Introduction

This task aims to develop a universal text detection and recognition algorithm on the CV180X/CV181x processor, which can effectively detect text areas in images and accurately identify text content. This algorithm is designed to be applicable to various application scenarios, including but not limited to document recognition, text extraction from images, automated report generation, etc., and can improve the level of automated processing of text information.

 

  • Acceptance Criteria

Algorithm performance will be evaluated on the evaluation set, focusing mainly on accuracy and computational complexity.

  1. Accuracy: It is required to achieve 95% accuracy on the evaluation set to ensure accurate detection and identification of text areas in different scenarios.
  2. FLOPS requirements: The computational complexity of the algorithm (FLOPS) should be adapted to the processor platform and not exceed 30G to ensure efficient operation on embedded devices.

 

 

  • Evaluation set

The evaluation set will contain multiple scenarios to simulate various situations that may be encountered in actual applications:

  1. Text density variation: Text areas with different densities, including sparse and dense text layouts.
  2. Font and size variations: Images of different fonts and text sizes to test the algorithm’s adaptability to various text styles.
  3. Lighting conditions: Images under uniform lighting and low light conditions.
  4. Sample size: The number of samples in the evaluation set should be greater than 500 to ensure adequate evaluation of algorithm performance.

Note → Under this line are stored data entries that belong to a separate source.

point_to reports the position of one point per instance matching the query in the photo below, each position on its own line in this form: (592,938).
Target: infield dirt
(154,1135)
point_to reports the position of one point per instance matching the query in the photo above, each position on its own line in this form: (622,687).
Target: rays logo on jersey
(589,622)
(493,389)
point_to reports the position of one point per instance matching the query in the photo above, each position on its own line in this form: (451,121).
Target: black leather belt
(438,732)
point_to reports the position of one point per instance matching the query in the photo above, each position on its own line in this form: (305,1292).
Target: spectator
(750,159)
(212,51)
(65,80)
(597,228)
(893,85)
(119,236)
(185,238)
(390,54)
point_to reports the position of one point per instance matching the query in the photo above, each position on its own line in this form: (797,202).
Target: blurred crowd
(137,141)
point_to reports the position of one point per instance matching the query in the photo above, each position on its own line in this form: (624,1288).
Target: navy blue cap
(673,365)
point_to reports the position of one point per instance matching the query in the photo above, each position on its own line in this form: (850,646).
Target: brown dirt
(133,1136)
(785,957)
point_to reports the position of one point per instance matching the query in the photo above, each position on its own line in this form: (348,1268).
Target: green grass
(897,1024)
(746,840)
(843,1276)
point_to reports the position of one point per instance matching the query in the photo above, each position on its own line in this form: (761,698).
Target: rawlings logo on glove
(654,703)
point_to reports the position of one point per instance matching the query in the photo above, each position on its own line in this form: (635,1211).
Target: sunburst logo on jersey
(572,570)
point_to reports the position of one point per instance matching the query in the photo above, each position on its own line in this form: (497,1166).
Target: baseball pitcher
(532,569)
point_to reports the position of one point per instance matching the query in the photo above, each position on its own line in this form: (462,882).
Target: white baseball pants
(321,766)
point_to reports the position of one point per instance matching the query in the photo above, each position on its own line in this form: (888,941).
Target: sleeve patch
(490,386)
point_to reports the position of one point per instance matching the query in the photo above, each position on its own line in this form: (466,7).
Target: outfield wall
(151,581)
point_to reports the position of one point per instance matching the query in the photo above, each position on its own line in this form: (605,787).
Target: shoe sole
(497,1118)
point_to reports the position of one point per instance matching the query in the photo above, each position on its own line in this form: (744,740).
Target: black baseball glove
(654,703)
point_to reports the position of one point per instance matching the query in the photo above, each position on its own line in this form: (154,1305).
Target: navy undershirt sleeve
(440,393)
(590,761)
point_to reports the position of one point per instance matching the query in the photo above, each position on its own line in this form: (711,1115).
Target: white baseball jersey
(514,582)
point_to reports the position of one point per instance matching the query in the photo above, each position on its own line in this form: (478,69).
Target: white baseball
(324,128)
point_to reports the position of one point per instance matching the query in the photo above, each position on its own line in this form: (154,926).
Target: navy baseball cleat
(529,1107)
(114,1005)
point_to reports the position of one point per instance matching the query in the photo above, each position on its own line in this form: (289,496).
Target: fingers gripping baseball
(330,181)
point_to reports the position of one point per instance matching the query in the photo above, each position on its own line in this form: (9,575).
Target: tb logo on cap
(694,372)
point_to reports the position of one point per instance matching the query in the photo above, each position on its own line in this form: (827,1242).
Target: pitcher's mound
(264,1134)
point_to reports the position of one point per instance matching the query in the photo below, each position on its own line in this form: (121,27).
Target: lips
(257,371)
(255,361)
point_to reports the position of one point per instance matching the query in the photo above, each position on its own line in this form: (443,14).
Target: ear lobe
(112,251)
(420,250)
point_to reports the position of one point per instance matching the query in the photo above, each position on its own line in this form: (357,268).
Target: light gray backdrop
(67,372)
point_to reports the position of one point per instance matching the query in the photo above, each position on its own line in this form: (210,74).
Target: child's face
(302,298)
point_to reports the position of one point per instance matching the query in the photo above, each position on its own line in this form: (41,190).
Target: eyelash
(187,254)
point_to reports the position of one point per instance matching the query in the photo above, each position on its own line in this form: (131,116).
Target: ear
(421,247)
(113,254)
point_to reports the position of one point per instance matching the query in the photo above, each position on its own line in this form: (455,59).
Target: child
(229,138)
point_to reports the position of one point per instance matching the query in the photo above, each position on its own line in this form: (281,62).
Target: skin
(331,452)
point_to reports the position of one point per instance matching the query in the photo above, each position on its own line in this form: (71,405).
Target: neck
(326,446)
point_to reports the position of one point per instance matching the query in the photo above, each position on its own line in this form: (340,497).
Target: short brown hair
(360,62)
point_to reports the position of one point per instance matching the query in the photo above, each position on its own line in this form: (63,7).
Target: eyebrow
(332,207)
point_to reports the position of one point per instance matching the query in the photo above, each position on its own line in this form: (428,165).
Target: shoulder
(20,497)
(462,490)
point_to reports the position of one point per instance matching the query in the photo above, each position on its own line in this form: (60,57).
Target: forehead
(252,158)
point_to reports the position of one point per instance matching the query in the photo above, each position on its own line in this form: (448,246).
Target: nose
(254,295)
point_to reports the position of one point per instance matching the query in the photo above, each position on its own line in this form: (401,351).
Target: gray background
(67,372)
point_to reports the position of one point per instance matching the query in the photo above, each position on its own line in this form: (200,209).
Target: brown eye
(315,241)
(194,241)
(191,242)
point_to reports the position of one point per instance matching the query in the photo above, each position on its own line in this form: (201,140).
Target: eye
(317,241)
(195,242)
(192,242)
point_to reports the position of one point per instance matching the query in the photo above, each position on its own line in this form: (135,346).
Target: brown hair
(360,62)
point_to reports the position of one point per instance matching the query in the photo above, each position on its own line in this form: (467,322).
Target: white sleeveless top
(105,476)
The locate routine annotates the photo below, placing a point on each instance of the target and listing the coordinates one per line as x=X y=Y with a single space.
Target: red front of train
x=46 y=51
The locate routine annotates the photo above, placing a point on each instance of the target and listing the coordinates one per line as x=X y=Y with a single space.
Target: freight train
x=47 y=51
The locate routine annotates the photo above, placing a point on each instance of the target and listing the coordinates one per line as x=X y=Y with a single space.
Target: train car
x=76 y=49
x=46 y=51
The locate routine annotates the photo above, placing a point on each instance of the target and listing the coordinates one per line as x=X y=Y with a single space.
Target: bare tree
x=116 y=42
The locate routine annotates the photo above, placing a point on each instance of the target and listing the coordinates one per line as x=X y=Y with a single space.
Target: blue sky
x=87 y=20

Through the requirements of these evaluation sets, we expect that the algorithm will show high accuracy and robustness in actual application scenarios and meet the actual needs of general text detection and recognition.

 

Data Collection Process

 

  • Data Collection Plan

The collection plan should be based on the actual application scenarios of the algorithm. First, determine the collection variables, such as: collection scene, quantity, number of people, gender, age, etc. Index and assign an English abbreviation for each variable. For example, if there are three variables: collection scene, distance, and gender, they could be numbered as:

  1. Scene 1: indoor; Scene 2: outdoor
  2. Distance 1: 1m; Distance 2: 3m; Distance 3: 5m
  3. Gender 1: male; Gender 2: female

Then determine the collection process based on the variables, such as whether to collect according to variable 1 or variable 2 first, the actions of the people being collected, and precautions, etc. Organize the above collection plan and variable information into a Word document for saving.

 

  • Prepare Collection Equipment

The collection equipment should be as close as possible to the actual equipment used and ensure that it can be preserved for a long time. Prepare the collection firmware.

 

  • Data Collection and Saving

Carry out data collection and name the files according to the order of the collection variables defined in the "Data Collection Plan", with names like x-x-x-x.xxx. For example, if there are three variables: scene, distance, and gender, the saving format would be: indoor-3m-female-12.xxx, representing the 12th data of "indoor scene, 3m distance, female" collected. After the collection is complete, the collected data and the collection instruction document from the "Data Collection Plan" should be put together for inspection.